Its pretty simple.  I’m not sure why this is so difficult for people to grasp.

Housing prices need to reach a level where the average consumer can afford to enter the market with a 20% down payment on a home loan and have enough disposable income left over to afford the mortgage payment.  Any government intervention that prevents this market determined equilibrium from happening will delay the housing market from reaching a true bottom.

So, does the average consumer have the ability to come in with 20% down and make payments at current market prices?  Of course not.  44 million Americans are on food stamps and the rest of the population can barely get by.

Let’s see how close we can get to determining this.

Median household income 2009: \$50,221 (around 33,000  after state/federal/local taxes 35% assumed rate)

Personal savings rate  2011-05-01  5.0%

Total annual savings per household of around \$1,700 a year

Overall home price median as of March 2011 \$156,100, which would make an average 20% down payment to be: \$31,200

It would take the “median” person nearly 16 years while earning 1% savings interest just to save up for a down payment, and forget about inflation, retirement, paying for the kids college, etc.. etc..

Bottom line, prices are still too high.

I noticed that home prices have been trending upward once again, but this is simply another government fueled boom that is not predicated on solid market foundations.  My friend just recently purchased a home with 3% down due to government backing his mortgage.  While my friend did not use a VA loan, VA home loans also offer 3% down payments.  There are a lot of veterans out there.

I figure a solid 10 years is an appropriate time frame for the average person to save up for a down payment on a home.  Given that number, I figure housing prices need to fall by half in nominal terms before a stable bottom can be reached that is not predicated on govern ment subsidies to the banking industry.

Consider this previous article I wrote that details the massive financial problems our government is currently facing and it should become obvious that continued housing subsidies will be impossible for it to maintain.

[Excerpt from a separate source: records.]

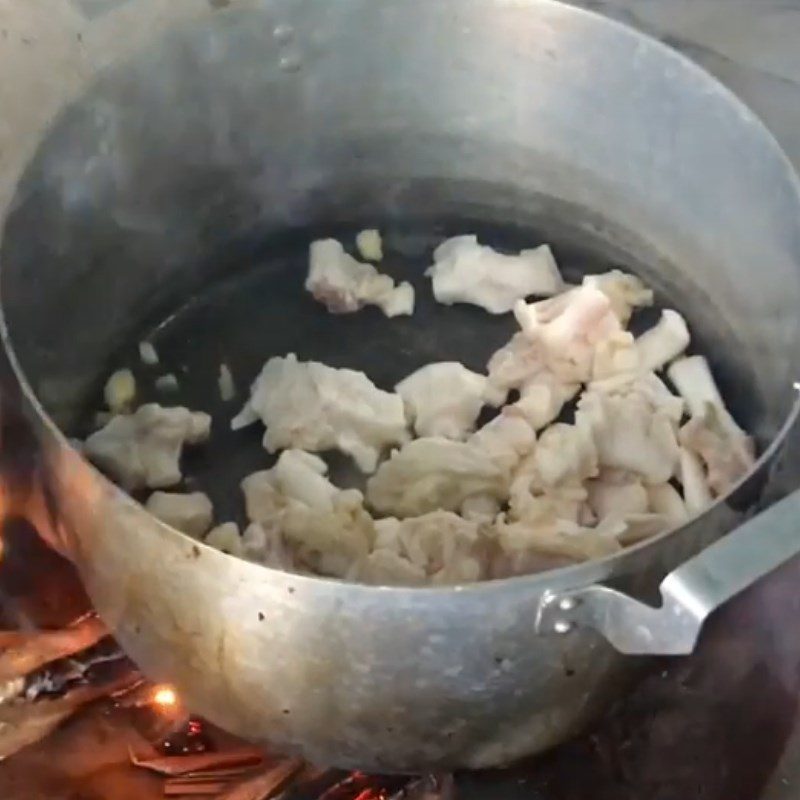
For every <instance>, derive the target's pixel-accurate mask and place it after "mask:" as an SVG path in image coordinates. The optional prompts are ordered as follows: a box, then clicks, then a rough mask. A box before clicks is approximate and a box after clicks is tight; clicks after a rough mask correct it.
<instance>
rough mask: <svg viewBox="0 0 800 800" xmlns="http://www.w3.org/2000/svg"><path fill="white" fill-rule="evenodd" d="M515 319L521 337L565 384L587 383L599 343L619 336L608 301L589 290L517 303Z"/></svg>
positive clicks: (608, 302)
mask: <svg viewBox="0 0 800 800" xmlns="http://www.w3.org/2000/svg"><path fill="white" fill-rule="evenodd" d="M514 315H515V316H516V318H517V322H518V323H519V325H520V327H521V328H522V331H523V333H524V334H525V335H526V336H527V337H528V338H530V339H532V340H534V341H537V342H539V343H540V345H541V353H542V360H543V361H544V363H545V365H546V366H547V367H548V368H549V369H550V370H551V371H552V372H553V373H555V374H556V375H557V376H558V377H559V378H560V379H561V380H562V381H564V382H566V383H573V382H585V381H588V380H590V379H591V377H592V368H593V364H594V358H595V350H596V348H597V345H598V343H600V342H602V341H603V340H605V339H608V338H609V337H610V336H614V335H617V334H619V333H621V332H622V326H621V325H620V322H619V319H617V317H616V315H615V314H614V312H613V310H612V308H611V301H610V300H609V299H608V297H607V296H606V295H605V294H604V293H603V292H601V291H600V290H599V289H596V288H594V287H592V286H579V287H578V288H576V289H571V290H570V291H568V292H564V294H561V295H559V296H558V297H554V298H551V299H550V300H544V301H540V302H538V303H532V304H526V303H525V302H523V301H518V302H517V304H516V305H515V306H514Z"/></svg>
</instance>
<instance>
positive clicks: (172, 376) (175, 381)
mask: <svg viewBox="0 0 800 800" xmlns="http://www.w3.org/2000/svg"><path fill="white" fill-rule="evenodd" d="M156 389H157V390H158V391H159V392H164V393H165V394H169V393H171V392H177V391H178V390H179V389H180V384H179V383H178V378H177V377H176V376H175V375H174V374H173V373H171V372H170V373H167V374H166V375H161V376H160V377H158V378H156Z"/></svg>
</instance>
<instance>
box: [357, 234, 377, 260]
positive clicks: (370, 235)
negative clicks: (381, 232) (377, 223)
mask: <svg viewBox="0 0 800 800" xmlns="http://www.w3.org/2000/svg"><path fill="white" fill-rule="evenodd" d="M356 247H357V248H358V253H359V255H360V256H361V258H363V259H364V260H365V261H383V240H382V239H381V232H380V231H378V230H375V228H368V229H367V230H364V231H361V232H360V233H359V234H358V235H357V236H356Z"/></svg>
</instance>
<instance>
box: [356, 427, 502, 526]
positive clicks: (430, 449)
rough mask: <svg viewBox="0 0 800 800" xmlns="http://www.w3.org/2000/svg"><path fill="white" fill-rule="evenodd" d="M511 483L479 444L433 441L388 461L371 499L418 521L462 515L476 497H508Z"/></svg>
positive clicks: (377, 505)
mask: <svg viewBox="0 0 800 800" xmlns="http://www.w3.org/2000/svg"><path fill="white" fill-rule="evenodd" d="M505 483H506V481H505V475H504V473H503V470H501V469H500V468H499V467H498V466H497V465H496V464H495V463H494V462H493V461H492V459H491V457H490V456H489V454H488V453H485V452H484V451H482V450H481V449H479V448H478V447H476V446H475V445H474V444H471V443H468V442H453V441H451V440H449V439H444V438H441V437H430V438H425V439H417V440H415V441H413V442H410V443H409V444H407V445H405V446H404V447H402V448H401V449H400V450H397V451H396V452H394V453H393V454H392V456H391V458H390V459H389V460H388V461H384V462H383V464H381V466H380V467H379V468H378V471H377V472H376V473H375V474H374V475H373V476H372V477H371V478H370V479H369V480H368V481H367V500H368V501H369V503H370V504H371V505H372V507H373V508H375V509H376V510H377V511H379V512H381V513H383V514H393V515H395V516H398V517H414V516H419V515H421V514H426V513H428V512H430V511H437V510H439V509H443V510H446V511H456V510H457V509H458V508H460V507H461V504H462V503H463V502H464V500H466V499H467V498H468V497H471V496H472V495H475V494H488V495H491V496H492V497H497V498H498V499H502V498H503V496H504V494H505Z"/></svg>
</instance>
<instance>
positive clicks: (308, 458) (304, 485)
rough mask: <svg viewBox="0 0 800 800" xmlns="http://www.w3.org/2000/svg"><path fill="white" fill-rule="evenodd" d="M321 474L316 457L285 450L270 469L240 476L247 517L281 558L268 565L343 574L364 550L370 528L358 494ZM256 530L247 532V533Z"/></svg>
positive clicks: (271, 565) (268, 546)
mask: <svg viewBox="0 0 800 800" xmlns="http://www.w3.org/2000/svg"><path fill="white" fill-rule="evenodd" d="M326 474H327V466H326V464H325V462H324V461H322V459H320V458H318V457H316V456H314V455H312V454H310V453H304V452H302V451H300V450H287V451H286V452H284V453H282V454H281V456H280V458H279V459H278V461H277V463H276V465H275V466H274V467H273V468H272V469H270V470H263V471H261V472H256V473H254V474H252V475H250V476H248V477H247V478H245V479H244V481H242V490H243V492H244V495H245V505H246V508H247V515H248V518H249V519H250V520H251V521H252V522H255V523H260V524H261V525H262V526H263V529H264V532H265V533H266V534H267V535H268V540H267V543H266V548H267V551H268V553H270V554H271V556H270V557H274V558H275V559H276V560H280V562H281V563H276V561H272V562H270V565H271V566H281V567H283V568H286V567H285V563H286V561H287V560H289V561H291V563H292V564H294V563H295V562H297V563H302V564H305V565H307V566H309V567H310V568H313V569H314V570H315V571H317V572H321V573H323V574H326V575H334V576H336V577H344V575H345V574H346V573H347V571H348V570H349V569H350V567H351V565H352V564H353V562H354V561H355V560H357V559H358V558H361V557H363V556H365V555H366V554H367V552H369V548H370V546H371V544H372V539H373V538H374V531H373V523H372V519H371V517H370V516H369V514H367V512H366V511H365V510H364V508H363V505H364V497H363V495H362V494H361V492H359V491H357V490H355V489H346V490H342V489H338V488H337V487H336V486H334V485H333V484H332V483H331V482H330V481H329V480H328V479H327V477H326ZM248 530H249V529H248ZM257 534H258V531H256V530H255V529H254V530H253V531H251V536H252V537H256V535H257ZM254 543H255V544H257V542H256V539H255V538H254ZM284 543H285V546H286V548H288V549H284ZM289 551H291V553H292V557H291V558H287V553H288V552H289Z"/></svg>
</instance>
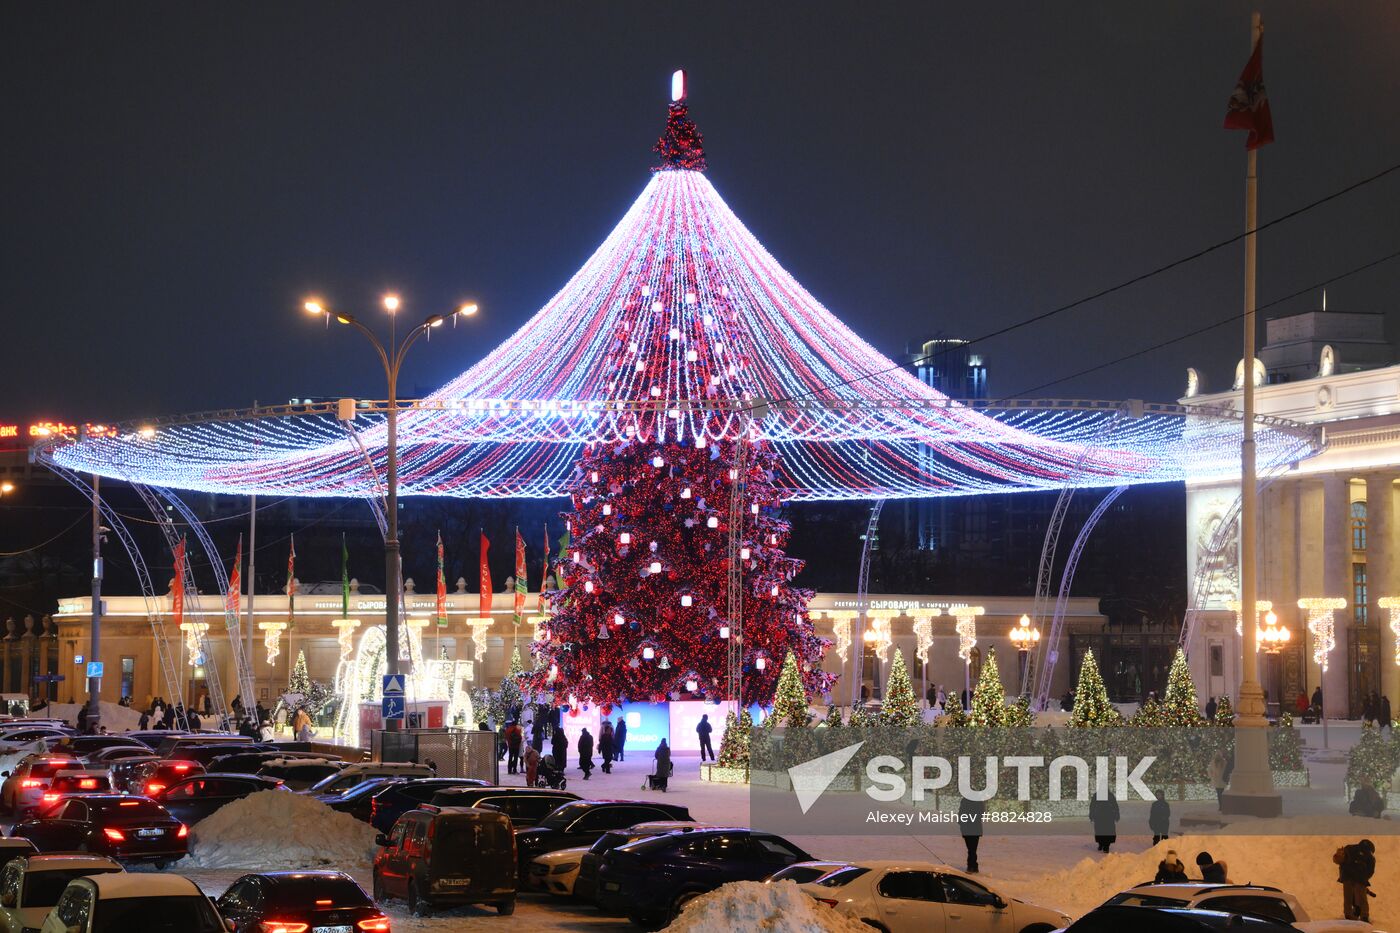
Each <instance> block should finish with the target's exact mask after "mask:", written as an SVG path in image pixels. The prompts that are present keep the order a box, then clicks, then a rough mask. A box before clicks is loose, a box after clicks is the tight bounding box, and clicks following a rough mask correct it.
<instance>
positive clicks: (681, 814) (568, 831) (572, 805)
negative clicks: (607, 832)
mask: <svg viewBox="0 0 1400 933" xmlns="http://www.w3.org/2000/svg"><path fill="white" fill-rule="evenodd" d="M690 818H692V817H690V811H689V810H686V808H685V807H682V806H680V804H664V803H651V801H650V800H575V801H574V803H567V804H564V806H561V807H560V808H559V810H554V811H553V813H552V814H549V815H547V817H545V818H543V820H540V821H539V825H535V827H531V828H528V829H521V831H518V832H517V834H515V848H517V850H518V852H519V859H521V870H519V877H522V878H528V877H529V863H531V862H532V860H533V859H535V856H540V855H545V853H546V852H556V850H559V849H571V848H574V846H591V845H594V843H595V842H598V836H601V835H603V834H605V832H608V831H609V829H623V828H626V827H631V825H636V824H638V822H658V821H662V820H685V821H689V820H690Z"/></svg>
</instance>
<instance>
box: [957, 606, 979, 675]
mask: <svg viewBox="0 0 1400 933" xmlns="http://www.w3.org/2000/svg"><path fill="white" fill-rule="evenodd" d="M986 612H987V609H984V608H983V607H980V605H955V607H952V608H951V609H948V615H951V616H953V618H955V619H956V623H955V625H953V628H955V629H956V632H958V657H960V658H962V661H963V664H970V663H972V650H973V647H976V644H977V616H979V615H986Z"/></svg>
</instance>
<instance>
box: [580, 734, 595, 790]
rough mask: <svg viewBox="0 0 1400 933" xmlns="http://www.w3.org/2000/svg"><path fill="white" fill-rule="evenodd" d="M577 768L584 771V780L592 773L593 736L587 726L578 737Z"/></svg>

If the government prints money until the value of the dollar is reduced by half, yet housing prices remain the same, this will still not solve the problem because savings rates will not increase.  The interest rates have to go UP in order to encourage the savings rates necessary for people to be able to accumulate the necessary money for a down payment in a reasonable amount of time without having to rely on government subsidies.

Looking at the year 1980, median income was 17,000 with a median home price of 47,200 with an interest on savings accounts at 10.5%.  That works out to a 2.77 ratio income to price in 1980 vs. 3.1 presently along with 10 times the interest on savings.  So 9,440 down, and the average savings rate was around 10%, if we assume a median take home income of 11,000, that means the average time for a person to save up for the average down payment in 1980 was less than 6 years as opposed to the 16 years it would take them today.

While this is all back of the envelope calculations, it should be readily apparent that the current income and savings levels of the US population do not justify a median home price of \$156,100.  Home prices are still high strictly because of government intervention in the lending markets.  A true stable bottom is a long ways off.

• KenC

Median != average. Switching from one to the other to make your point is disingenuous.

• When you have highly stratified income distribution, using the average would be disingenuous.

Since the US has become a socialist state, its wealth stratification has increased tremendously.

It would be far more disingenuous to use average income when calculating.